Based on our findings, the smallest age differences for both of these two methods were observed in younger age groups, consistent with some previous studies [29, 41,42,43]. Hagg and Matsson reported that, among the various stages of development involved in DA estimation, those occurring in younger children were of shorter duration than those in older individuals; thus, the higher accuracy for young children may be attributable to the evaluation of a large number of stages with shorter durations [42]. The maximum age difference was observed in the oldest age group (16 years), particularly among boys. This may be due to the fact that, when the apical ends of the root canals of the seven left mandibular teeth close, the maximum maturity score in the table for conversion of the maturity score to DA was 98.4 for boys, rather than 100, and there is no means of more accurate dental scoring [8, 44]. Therefore, the age of any individual older than 16 years will be underestimated using this method; however, the generally reported observation that DA assessment for girls is more accurate than that for boys using these two methods was not confirmed by the present study [19, 20, 28, 44].

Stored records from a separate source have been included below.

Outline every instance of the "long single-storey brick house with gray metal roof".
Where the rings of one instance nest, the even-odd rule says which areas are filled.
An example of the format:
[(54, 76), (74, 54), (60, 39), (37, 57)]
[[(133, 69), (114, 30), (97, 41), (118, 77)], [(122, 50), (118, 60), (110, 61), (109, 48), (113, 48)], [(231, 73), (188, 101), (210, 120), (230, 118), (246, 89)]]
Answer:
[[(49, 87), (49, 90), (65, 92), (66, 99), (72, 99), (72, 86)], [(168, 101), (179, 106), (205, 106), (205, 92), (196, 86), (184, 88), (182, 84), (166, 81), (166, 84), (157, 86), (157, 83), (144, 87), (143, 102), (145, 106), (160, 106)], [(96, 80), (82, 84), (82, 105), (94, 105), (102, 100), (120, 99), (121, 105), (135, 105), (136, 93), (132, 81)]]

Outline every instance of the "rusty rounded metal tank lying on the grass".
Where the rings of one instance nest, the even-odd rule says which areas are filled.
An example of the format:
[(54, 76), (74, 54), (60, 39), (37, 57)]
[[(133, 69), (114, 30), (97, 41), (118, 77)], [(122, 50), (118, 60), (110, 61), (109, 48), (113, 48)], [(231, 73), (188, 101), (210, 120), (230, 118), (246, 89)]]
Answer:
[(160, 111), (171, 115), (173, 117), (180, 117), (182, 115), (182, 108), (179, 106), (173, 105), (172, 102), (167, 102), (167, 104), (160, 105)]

As this was a retrospective study of radiographs sampled from the patient records from the central southern Chinese Xiangya Stomatological Hospital in Hunan province of Central southern China, our results can only be considered representative of Chinese children in this region; therefore, the accuracy of the method requires verification in other districts of China. Moreover, the applicability of the method to other age groups, or its use with the inclusion of third molar data, warrants further study in the future.

Conclusions

According to our results, the standards developed by Demirjian are more appropriate for estimation of the DA of central southern Chinese children, compared with the Willems method; however, the method should be applied with caution for other age groups and we recommend further research to obtain more accurate results for examining groups of different ethnic and geographical origin.